In the website, http://www.linguisticsgirl.com/the-object-complement-in-english-grammar/, it is said that a noun clause can function as an object complelemt. There are three examples:
- The judges will announce the winner whoever brought the red velvet cake.
- Most critics consider one theme of the story what you wrote about in your final paragraph.
- I declare the problem that you do not want to learn about grammar.
I think in sentence 1, the clause "whoever brought the red velvet cake" serves as object clause, in sentence 2, "what you wrote about in your final paragraph" object clause, and in sentence 3, "that you do not want to learn about grammar" appositive clause.

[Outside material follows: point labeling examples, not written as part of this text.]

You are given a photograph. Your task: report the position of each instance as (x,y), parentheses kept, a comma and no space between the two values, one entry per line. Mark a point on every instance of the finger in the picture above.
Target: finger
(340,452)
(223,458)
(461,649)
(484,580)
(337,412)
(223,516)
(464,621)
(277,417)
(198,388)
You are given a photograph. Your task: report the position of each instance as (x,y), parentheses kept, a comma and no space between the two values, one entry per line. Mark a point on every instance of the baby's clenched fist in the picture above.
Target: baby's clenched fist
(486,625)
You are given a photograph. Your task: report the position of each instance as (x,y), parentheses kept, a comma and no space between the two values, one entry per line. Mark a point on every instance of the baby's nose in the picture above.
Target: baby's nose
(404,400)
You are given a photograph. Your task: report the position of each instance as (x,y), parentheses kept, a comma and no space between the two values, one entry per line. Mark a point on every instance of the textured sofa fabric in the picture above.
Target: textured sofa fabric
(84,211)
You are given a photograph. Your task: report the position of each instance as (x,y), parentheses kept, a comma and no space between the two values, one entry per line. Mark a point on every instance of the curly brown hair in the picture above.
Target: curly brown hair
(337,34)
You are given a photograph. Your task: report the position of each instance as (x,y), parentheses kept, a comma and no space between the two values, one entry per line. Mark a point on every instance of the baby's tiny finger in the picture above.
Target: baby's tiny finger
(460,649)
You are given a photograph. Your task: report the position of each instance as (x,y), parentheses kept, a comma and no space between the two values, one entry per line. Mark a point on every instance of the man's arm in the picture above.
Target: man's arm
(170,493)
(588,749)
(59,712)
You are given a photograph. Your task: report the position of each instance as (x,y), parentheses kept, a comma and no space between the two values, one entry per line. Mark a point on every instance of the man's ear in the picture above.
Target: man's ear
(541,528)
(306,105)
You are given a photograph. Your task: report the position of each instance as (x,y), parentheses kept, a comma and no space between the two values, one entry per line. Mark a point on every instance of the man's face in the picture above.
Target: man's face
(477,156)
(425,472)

My explanation is as follows:
In sentence 1, the original word order is "The judges will announce whoever brought the red velvet cake the winner" in which "whoever brought the red velvet cake " serves as the direct object and "the winner" serves as the object complement. Since the object complement is a lot shorter than the direct object, so the word order is changed into "announce the winner whoever brought the red velvet cake" to keep its balance. So the clause "whoever brought the red velvet cake" serves as the object clause rather than object complement clause.
The rule that caused sentence 1 to change word order also applies to sentence 2.
Am I right? I think there is no object complement clause and the noun clause has only four subsets: object clause, subject clause, appositive clause and subject complement clause.